Critical Thinking, Empathy, Social Issues

People make mistakes. We all do. Yet, many try to deny making any…

Famous people

McCain said we would not be pulling out of the Middle East any time soon, and the Democrats, including Obama, said that a quick pullout would happen-going as far as to set a deadline (that has past).

We are still in the Middle East…

Why not simply say, “I was wrong. McCain had enough experience to know something that I, at that time, could not foresee.”

How would saying that or admitting to being ‘wrong’ or mis-informed weaken Mr. Obama?

I don’t get it…

Perfect…?

There is no ‘perfect’ person on this planet (or off-world for that matter) that is always right. Too many things are subjective or fluid to be classified as ‘right’ or ‘wrong.’ Even on factual issues, the ‘brightest’ person is not always right.

Isn’t that okay?

The public expects politicians and others to be ‘perfect’ and are, lo and behold, surprised when people are not perfect. From actors to politicians–people are … people.

They are no better or worse than you or me. They may think they are–buying into their own marketing, but they put their pants on one let at a time unless they either jump into their pants or slip into them while down on the bed, the floor, the chair, …

You think you ‘know’ an actor? Guess again. You know the persona they market…

The CEO of a major corporation sits down at the table in the cafeteria with all those other ‘higher-ups,’ like the CFO, COO, etc., and they eat and talk about the same stuff you do at your table. Sure, they might occasionally talk about business, but everyone’s business is slightly different. They talk about dinners, parties, cars, … While the party, house, car, etc. might be different, they have feelings that are quite similar to yours.

Okay, we are all people…

People make mistakes. Size and scope may be different, but a mistake is not who you are…

Realize that a mistake is simply a mistake. Even if others make assumptions about you based on your mistakes, you are not defined by your mistakes. You might still need to work on not making the same mistake or you might need to fix the situation. If you make a mistake in a business, fix it if you can–this could be leaving the company, this could be solving a problem with supplies, this could be just about any issue. If you get angry when you shouldn’t have been upset, calm down and try hard to not get angry the next time.

Mistakes happened in the past

You past is … your past. You can’t change it. You shouldn’t define yourself, what you are now or in the future, by what has gone on in the past.
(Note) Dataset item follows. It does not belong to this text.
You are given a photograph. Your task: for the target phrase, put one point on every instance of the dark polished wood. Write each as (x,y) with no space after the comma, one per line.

Future. What is to be. What hasn’t happened yet. You can do something different, you can act different, you can become something different, and you can change–fix those mistakes.

The only thing stopping you is … you.

Gogs

Gogs once said that a door might not open if you bang your head on the door. Gogs said you can keep banging your head against the door, but all you are going to get is a headache. Don’t expect the door to open this time when what you have been doing hasn’t changed. Try something different… Perhaps the lock, the knob, another door…

Summary

So try. What could it hurt?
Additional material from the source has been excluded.